Automatic keyword extraction is an important research topic. Keywords serve as a dense summary for a document, lead to improved information retrieval, or be the entrance to a document collection. The aim of this project is to find a small set of terms that describes a specific document, independently of the domain it belongs to.

Models

We examine five different models: n-grams (unigram, bigram, trigram), POSTagger-based-ngrams (terms matching any of a set of part-of-speech (POS) tag sequences), and RAKE (Rapid Automatic Keyword Extraction).

For the models using ngrams, we use three different features: term frequency, collection frequency and relative position of the first occurrence to find top keywords.

Installation & Usage

To run our model, download/clone this repo into your local device, compile & execute KeyPhraseExtraction.java in your IDE or through command-line tools (javac, java). Unzip the TRAINING.zip to get training data.
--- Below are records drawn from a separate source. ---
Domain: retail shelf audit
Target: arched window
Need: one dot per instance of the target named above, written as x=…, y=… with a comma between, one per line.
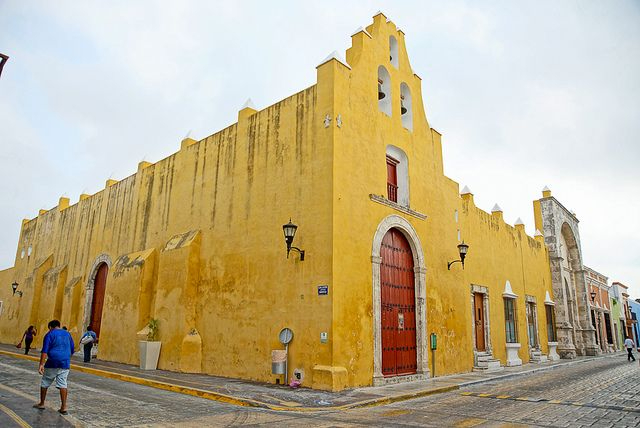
x=384, y=91
x=397, y=176
x=406, y=110
x=393, y=51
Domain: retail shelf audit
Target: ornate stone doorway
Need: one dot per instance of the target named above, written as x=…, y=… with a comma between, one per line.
x=402, y=231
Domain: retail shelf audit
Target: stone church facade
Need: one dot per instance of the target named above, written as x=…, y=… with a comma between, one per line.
x=196, y=242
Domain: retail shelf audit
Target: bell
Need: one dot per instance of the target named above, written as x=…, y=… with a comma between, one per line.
x=381, y=94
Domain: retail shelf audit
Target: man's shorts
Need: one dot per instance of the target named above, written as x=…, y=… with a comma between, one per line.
x=51, y=374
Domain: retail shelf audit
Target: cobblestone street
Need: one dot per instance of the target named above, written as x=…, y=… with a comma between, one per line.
x=600, y=393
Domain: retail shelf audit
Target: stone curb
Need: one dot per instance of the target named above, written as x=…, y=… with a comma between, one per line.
x=246, y=402
x=239, y=401
x=535, y=370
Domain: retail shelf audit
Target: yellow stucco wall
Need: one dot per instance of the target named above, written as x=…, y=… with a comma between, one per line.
x=196, y=241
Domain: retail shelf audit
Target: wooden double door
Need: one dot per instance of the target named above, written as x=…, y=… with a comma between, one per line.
x=398, y=306
x=99, y=288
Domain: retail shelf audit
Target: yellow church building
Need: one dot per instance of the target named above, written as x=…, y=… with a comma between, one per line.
x=373, y=287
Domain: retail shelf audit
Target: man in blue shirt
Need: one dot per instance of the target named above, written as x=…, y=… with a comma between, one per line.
x=57, y=348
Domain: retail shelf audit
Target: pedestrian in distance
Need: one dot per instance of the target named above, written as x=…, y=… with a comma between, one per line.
x=628, y=343
x=27, y=337
x=88, y=339
x=55, y=361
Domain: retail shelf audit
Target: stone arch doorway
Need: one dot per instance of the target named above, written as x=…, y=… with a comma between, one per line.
x=398, y=306
x=395, y=236
x=96, y=288
x=100, y=285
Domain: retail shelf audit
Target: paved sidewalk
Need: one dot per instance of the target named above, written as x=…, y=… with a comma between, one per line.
x=282, y=398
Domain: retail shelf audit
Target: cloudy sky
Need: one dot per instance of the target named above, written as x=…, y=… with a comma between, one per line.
x=525, y=94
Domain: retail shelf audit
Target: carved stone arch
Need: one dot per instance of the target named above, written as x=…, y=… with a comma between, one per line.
x=573, y=251
x=102, y=258
x=394, y=221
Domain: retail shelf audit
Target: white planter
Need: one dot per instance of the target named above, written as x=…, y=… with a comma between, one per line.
x=553, y=355
x=149, y=354
x=512, y=355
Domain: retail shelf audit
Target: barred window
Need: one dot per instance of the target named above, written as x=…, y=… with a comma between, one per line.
x=510, y=320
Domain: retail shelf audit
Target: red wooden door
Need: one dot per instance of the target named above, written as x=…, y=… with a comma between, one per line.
x=392, y=179
x=398, y=307
x=478, y=309
x=99, y=287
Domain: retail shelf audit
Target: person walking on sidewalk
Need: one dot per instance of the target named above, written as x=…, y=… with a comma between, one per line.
x=27, y=337
x=88, y=339
x=628, y=343
x=57, y=348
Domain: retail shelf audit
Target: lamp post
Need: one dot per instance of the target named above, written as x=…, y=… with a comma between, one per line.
x=289, y=230
x=462, y=249
x=3, y=59
x=14, y=287
x=593, y=302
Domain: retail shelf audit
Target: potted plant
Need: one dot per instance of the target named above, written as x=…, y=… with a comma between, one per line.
x=150, y=348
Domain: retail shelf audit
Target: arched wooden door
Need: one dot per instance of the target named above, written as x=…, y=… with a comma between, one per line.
x=99, y=286
x=398, y=306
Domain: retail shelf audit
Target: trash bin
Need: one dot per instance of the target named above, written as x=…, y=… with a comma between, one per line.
x=278, y=361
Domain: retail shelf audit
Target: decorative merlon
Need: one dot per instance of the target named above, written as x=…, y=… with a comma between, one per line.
x=248, y=104
x=143, y=164
x=337, y=57
x=187, y=142
x=361, y=29
x=547, y=299
x=466, y=191
x=508, y=292
x=63, y=203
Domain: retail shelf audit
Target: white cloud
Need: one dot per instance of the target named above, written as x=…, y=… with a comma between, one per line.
x=525, y=95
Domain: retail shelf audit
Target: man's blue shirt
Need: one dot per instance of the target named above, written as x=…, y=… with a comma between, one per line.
x=58, y=345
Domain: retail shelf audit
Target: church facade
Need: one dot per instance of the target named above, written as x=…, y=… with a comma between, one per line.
x=380, y=293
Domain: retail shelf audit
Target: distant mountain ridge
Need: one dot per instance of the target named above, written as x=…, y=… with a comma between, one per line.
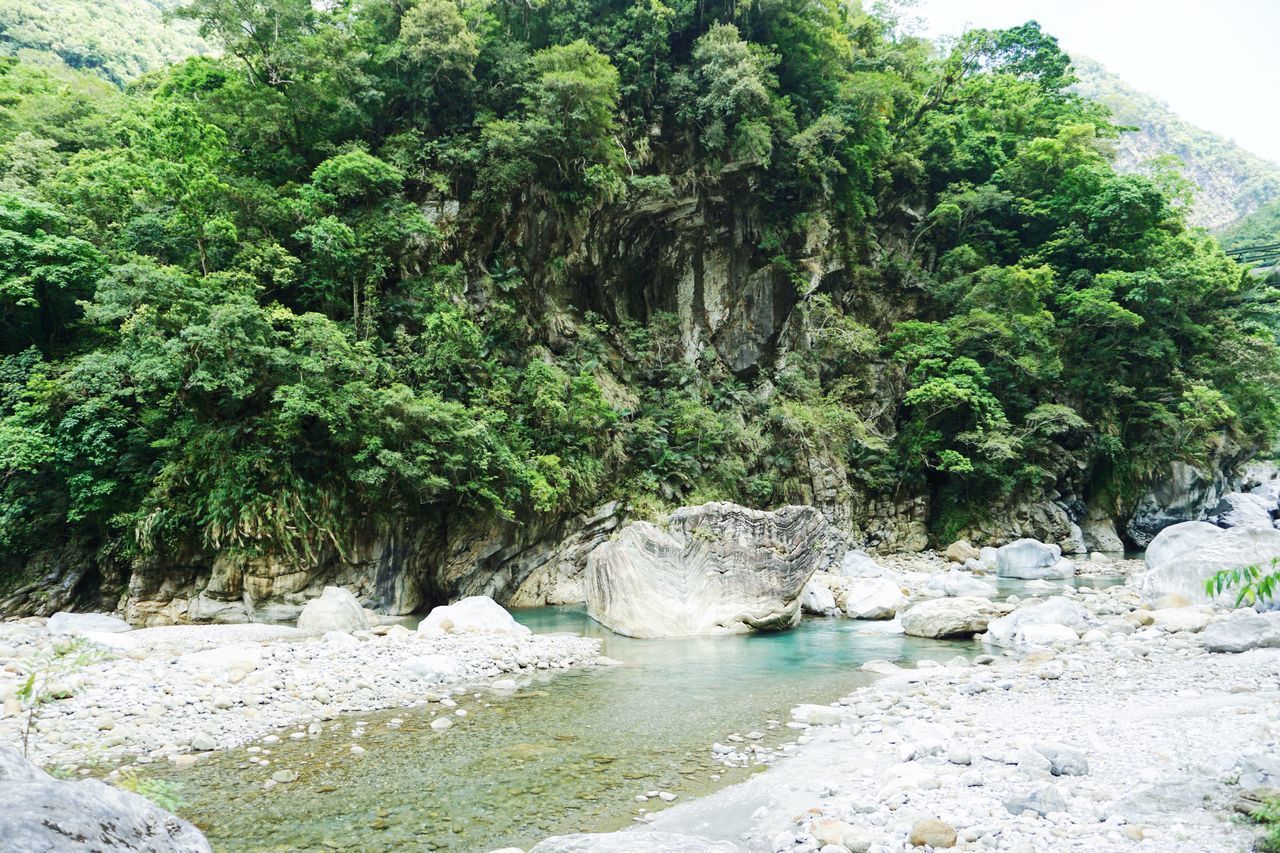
x=119, y=40
x=1233, y=182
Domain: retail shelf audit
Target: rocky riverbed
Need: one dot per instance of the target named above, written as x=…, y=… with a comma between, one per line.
x=1101, y=724
x=173, y=693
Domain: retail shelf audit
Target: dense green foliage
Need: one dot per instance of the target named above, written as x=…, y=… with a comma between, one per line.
x=341, y=274
x=118, y=40
x=1230, y=183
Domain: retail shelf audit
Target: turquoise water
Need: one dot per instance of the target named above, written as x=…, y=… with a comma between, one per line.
x=568, y=752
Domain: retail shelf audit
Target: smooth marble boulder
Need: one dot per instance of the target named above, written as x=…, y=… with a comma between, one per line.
x=711, y=569
x=471, y=615
x=336, y=610
x=39, y=812
x=1184, y=556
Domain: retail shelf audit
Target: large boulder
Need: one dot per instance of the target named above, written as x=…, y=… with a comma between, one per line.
x=1182, y=493
x=941, y=617
x=1182, y=557
x=718, y=568
x=1243, y=510
x=472, y=615
x=818, y=600
x=1032, y=560
x=872, y=598
x=1018, y=628
x=39, y=812
x=336, y=610
x=83, y=624
x=859, y=564
x=1243, y=630
x=958, y=582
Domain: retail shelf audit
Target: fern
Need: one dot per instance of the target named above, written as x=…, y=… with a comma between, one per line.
x=1253, y=584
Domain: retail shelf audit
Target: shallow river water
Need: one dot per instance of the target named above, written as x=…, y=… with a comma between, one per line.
x=567, y=752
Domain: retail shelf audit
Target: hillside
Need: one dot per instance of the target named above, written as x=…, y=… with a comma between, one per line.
x=117, y=39
x=1233, y=182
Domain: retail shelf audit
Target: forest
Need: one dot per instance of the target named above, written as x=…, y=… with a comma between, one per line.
x=353, y=269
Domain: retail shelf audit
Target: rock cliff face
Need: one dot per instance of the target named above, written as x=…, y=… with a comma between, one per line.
x=711, y=569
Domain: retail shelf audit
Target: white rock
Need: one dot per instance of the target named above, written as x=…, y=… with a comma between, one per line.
x=1014, y=629
x=1029, y=560
x=872, y=598
x=859, y=564
x=817, y=715
x=958, y=582
x=336, y=610
x=472, y=615
x=944, y=617
x=818, y=600
x=712, y=569
x=435, y=667
x=1182, y=557
x=1180, y=619
x=64, y=623
x=1243, y=630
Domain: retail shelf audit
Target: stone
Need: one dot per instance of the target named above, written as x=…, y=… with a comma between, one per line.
x=1260, y=770
x=961, y=551
x=1101, y=534
x=1016, y=629
x=435, y=669
x=1042, y=801
x=932, y=833
x=1243, y=510
x=1032, y=560
x=1064, y=761
x=818, y=600
x=1187, y=555
x=940, y=617
x=872, y=598
x=1180, y=619
x=817, y=715
x=1243, y=630
x=64, y=623
x=39, y=812
x=958, y=582
x=336, y=610
x=712, y=569
x=471, y=615
x=859, y=564
x=632, y=842
x=1179, y=495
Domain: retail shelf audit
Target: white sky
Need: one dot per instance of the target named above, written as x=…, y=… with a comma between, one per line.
x=1216, y=64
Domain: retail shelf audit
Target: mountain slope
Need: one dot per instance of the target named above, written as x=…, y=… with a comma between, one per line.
x=115, y=39
x=1233, y=182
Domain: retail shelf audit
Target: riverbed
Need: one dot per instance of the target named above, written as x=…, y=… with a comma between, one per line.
x=565, y=752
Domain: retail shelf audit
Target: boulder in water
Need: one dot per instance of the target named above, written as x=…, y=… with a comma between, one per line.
x=1243, y=510
x=872, y=598
x=1182, y=557
x=818, y=600
x=67, y=623
x=1243, y=630
x=471, y=615
x=859, y=564
x=1022, y=626
x=718, y=568
x=1032, y=560
x=961, y=583
x=39, y=812
x=336, y=610
x=941, y=617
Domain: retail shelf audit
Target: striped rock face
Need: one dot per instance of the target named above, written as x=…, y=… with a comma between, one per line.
x=711, y=569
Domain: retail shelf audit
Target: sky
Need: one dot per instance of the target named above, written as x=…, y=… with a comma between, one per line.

Files ending with .abstr are used to train our models, while .contr documents contains the controlled manually assigned keywords, separated with semicolon and .uncontr contains the uncontrolled manually assigned keywords, separated with semicolon.

For POSTagger model, please download the basic English Stanford Tagger and add .jar files to your project build path or class path.

Testing & Evaluation

To evaluate the performance, we compute the precision score of the top 5 keywords generated for each document in the Training Dataset and compare among 5 models.

The result is presented in the report.txt file. The standard used to calculate precision score of each .abstr document is the manually-picked keywords stored in the corresponding .uncontr files.